Four Virginia coal miners assigned to maintenance duties in a remote, hillside mine near the Virginia-Kentucky border were missing and believed trapped yesterday more than a mile inside the mine after what seemed to have been a small explosion.

Rescue teams were reported late yesterday afternoon to have moved within 300 to 400 feet of the site where the men were last known to have been. Dust and smoke were said to be hampering their efforts to move faster along the 38-inch-high mine shaft. The shaft runs horizontally about 8,000 feet into a mountainside.

"It might be several hours (before they reach the site, but you never know what you might run up against," Sam Stafford, a spokesman for the federal Mine Enforcement and Safety Administration in Washington, said last night.

Fifty miners normally would have been working in the bituminous coal mine, but most were on vacation at the time, a mine spokeswoman said. The workers who were there mostly were assigned maintenance duties, chores that miners often call "dead work," one mine safety official said.

Some miners inside the mine at 10&05 a.m. yesterday told of hearing "a loud noise and vibrations," but others heard nothing, said Barbara Poe, wife of one of the mine's two owners. Mrs. Poe said she and others inside a small mine office about 200 yards from the mine's entrance "didn't hear it at all."

There was some initial confusion at the mine after the noise, which Mrs. Poe said could have been a rock slide, cave-in, or something other than an explosion. However, a dispatcher for the Lee County Sheriff's office said the accident was "an explosion for certain" and mine safety inspectors said the accident bore all the signs of a small explosions.

There was no fire and none of the other 14 workers were in the mine at the time were reported injured, Mrs.
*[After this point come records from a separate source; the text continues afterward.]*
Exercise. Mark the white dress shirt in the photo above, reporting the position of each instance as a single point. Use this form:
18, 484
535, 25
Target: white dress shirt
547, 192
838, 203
Poe said. Mine safety experts initially said there were 18 others in the mine, but were unable to confirm their figure last night.

Virginia State Police blocked roads leading to the mine, about five miles east of the Kentucky border, but by nightfall a large crowd of miners, safety officials, and relatives of the missing men had gathered at the mine, known officially as P & P No. 2 Mine.

Stafford, the mine safety administration spokesman, said the missing men were returning to one section of the mine to pick up some machinery at the time of the apparent explosion. He said rescuers have not heard any noise from the area where the men are believed to have been.

A rescue team from the nearby Westmoreland Coal Co., one of southwest Virginia's major coal producers, was on the scene within 40 minutes of the accident, but it moved "slowly and cautiously" because of fears about the mine's safety, Mrs. Poe said.

The mine is owned by the P & P Co. of St. Charles, Va., a small town in the southwest corner of Virginia about 420 miles southwest of Washington, P & P is jointly owned by Charlie Poe, 40, a lifelong resident of southwest coalfields, and his uncle, Clyde Poe, Mrs. Poe said yesterday.